Indeed, Terry's recipes stand on their own. They're not about what's missing. They are complete, packed with flavor, color and texture: pan-fried grit cakes are served with caramelized spring onions; roasted sweet potato puree gets its creamy texture from coconut milk.

Terry encourages moving away from processed, refined and animal-derived foods: Almond and rice milk replace cow's; agave nectar subs for white sugar; quinoa flour for all-purpose white. He guides cooks through making garlic broth and stock from corn cobs. Herbs and spices are front and center.
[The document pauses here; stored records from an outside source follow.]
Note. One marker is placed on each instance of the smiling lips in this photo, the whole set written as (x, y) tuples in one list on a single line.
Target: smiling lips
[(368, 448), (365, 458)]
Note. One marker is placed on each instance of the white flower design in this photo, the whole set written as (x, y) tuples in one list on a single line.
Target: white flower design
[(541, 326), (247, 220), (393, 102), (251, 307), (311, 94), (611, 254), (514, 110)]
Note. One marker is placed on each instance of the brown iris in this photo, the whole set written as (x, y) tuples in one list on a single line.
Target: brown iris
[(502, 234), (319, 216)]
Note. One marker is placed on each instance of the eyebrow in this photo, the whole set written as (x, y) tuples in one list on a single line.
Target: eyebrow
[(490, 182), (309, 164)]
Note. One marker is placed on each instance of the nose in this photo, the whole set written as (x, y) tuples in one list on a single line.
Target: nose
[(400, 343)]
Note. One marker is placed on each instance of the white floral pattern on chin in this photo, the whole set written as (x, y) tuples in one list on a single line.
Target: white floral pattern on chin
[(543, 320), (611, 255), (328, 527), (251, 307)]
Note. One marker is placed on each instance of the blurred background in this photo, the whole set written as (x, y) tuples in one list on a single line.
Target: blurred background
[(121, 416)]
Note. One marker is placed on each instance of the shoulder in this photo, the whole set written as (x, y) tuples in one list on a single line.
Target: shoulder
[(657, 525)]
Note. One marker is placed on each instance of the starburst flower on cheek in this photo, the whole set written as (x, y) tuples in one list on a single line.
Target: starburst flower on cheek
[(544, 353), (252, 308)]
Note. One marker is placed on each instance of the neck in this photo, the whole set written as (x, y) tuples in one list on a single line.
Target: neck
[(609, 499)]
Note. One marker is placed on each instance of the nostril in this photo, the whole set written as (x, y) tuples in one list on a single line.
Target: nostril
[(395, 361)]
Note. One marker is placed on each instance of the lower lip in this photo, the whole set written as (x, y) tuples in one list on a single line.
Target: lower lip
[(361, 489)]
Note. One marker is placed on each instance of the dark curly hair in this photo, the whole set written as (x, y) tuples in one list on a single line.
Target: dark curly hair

Yes, tofu, seitan and tempeh make an appearance, but they don't rule the day.

"I wanted this book to be about real food, slow food. I wanted to go back to African and Caribbean cuisine, and that of Native Americans and europeans. I wanted to remix, rework and rewind."

CARAMELIZED RED ONION RELISH

1/4 cup extra-virgin olive oil

4 cups thinly sliced red onions

1/4 teaspoon sea salt

2 teaspoons agave nectar

2 tablespoons apple cider vinegar

Freshly ground white pepper

1. Heat oil over low heat, add the onions and salt. Saute, stirring often, until the onions are well caramelized, about 30 minutes.

2. Stir in the remaining ingredients, plus 2 tablespoons water, and bring to a boil. Reduce heat and simmer, uncovered, for 10 minutes, stirring often. Transfer relish to a bowl, cover and refrigerate until cool. Makes about 2 cups.

From "Vegan Soul Kitchen," by Bryant Terry (De Capo Press, $18.95).

Per tablespoon: 21 calories (70 percent from fat), 1.7 g fat (0.2 g saturated, 1.2 g monounsaturated), 0 cholesterol, 0.1 g protein, 1.5 g carbohydrates, 0.2 g fiber, 15.5 mg sodium.